Where this fits in your overall plan. Most people respond well to a stepped pathway: non-hormonal foundations → add local oestrogen or vaginal DHEA if symptoms affect quality of life → review at 6–12 weeks → maintain the minimum effective schedule. For a plain-English overview of what treatment involves and how steps are sequenced, see our clinic guide.
Trusted sources and further reading. The NHS provides practical information on vaginal dryness. The UK’s NICE menopause guideline (NG23) supports offering moisturisers/lubricants and considering local therapies for GSM when symptoms affect quality of life. Prescribing details for prasterone and other local treatments are in the British National Formulary (BNF). Evidence syntheses of local therapies appear in the Cochrane Library, and peer-reviewed overviews of GSM mechanisms and intracrine DHEA action are indexed on PubMed.
Clinical Context
Who may suit DHEA? People with moderate GSM whose main problems are persistent dryness, stinging at the entrance, micro-tears, or dyspareunia despite good moisturiser/lubricant routines; those preferring a non-oestrogen-labelled option; and selected patients after cancer treatment following specialist advice.
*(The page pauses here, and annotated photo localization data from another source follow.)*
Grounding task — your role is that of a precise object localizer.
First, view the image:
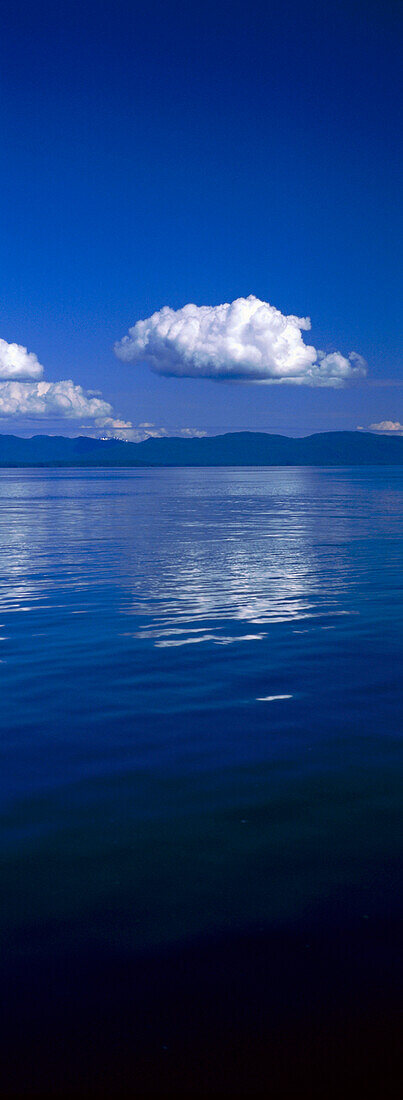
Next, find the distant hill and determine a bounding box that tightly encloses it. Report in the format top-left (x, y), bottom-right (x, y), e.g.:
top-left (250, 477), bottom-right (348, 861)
top-left (0, 431), bottom-right (402, 467)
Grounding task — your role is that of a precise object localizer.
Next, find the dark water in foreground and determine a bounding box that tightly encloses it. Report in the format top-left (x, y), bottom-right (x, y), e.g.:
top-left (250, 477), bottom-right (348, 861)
top-left (1, 467), bottom-right (402, 1097)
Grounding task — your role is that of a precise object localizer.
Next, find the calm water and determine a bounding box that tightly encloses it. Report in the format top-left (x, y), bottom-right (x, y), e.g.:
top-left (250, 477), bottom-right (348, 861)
top-left (1, 467), bottom-right (402, 1096)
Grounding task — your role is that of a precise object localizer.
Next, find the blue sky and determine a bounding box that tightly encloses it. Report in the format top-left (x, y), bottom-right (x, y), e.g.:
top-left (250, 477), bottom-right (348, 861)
top-left (0, 0), bottom-right (401, 437)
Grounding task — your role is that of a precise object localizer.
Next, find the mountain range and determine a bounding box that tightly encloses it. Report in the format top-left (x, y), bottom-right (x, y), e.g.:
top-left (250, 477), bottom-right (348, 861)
top-left (0, 431), bottom-right (402, 466)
If penetration remains sharp at the entrance despite better hydration, consider pelvic floor over-activity or vestibulodynia—physiotherapy and paced, comfort-first intimacy help.
Who should seek review first? Anyone with post-menopausal bleeding, visible ulcers/white plaques, severe pain, fever, malodorous discharge, or visible blood in urine. Where endocrine therapy (e.g., aromatase inhibitor) is in use, do not start or change local therapy without oncology input. Plan a 6–12-week review to check technique, response and maintenance dosing.
Evidence-Based Approaches
Guidelines emphasise a step-wise pathway. The NICE NG23 menopause guideline recommends information on vaginal moisturisers and lubricants and considering local therapy when GSM affects quality of life; local options include oestrogen preparations and, in appropriate contexts, prasterone (DHEA). Patient-facing advice on symptoms and red flags is available via the NHS. UK prescribing information (indications, cautions, dosing) can be checked in the BNF.
Cochrane reviews report improvements in dryness, soreness, dyspareunia and vaginal pH with local therapies versus placebo. Peer-reviewed summaries on PubMed describe GSM physiology (thinner epithelium, raised pH, loss of lactobacilli) and the intracrine conversion of vaginal DHEA to low-level sex steroids within tissue, supporting symptom relief with low systemic exposure at licensed doses. Together, these sources support a personalised choice between local oestrogen and vaginal DHEA after non-hormonal measures, with periodic review and attention to safety signals.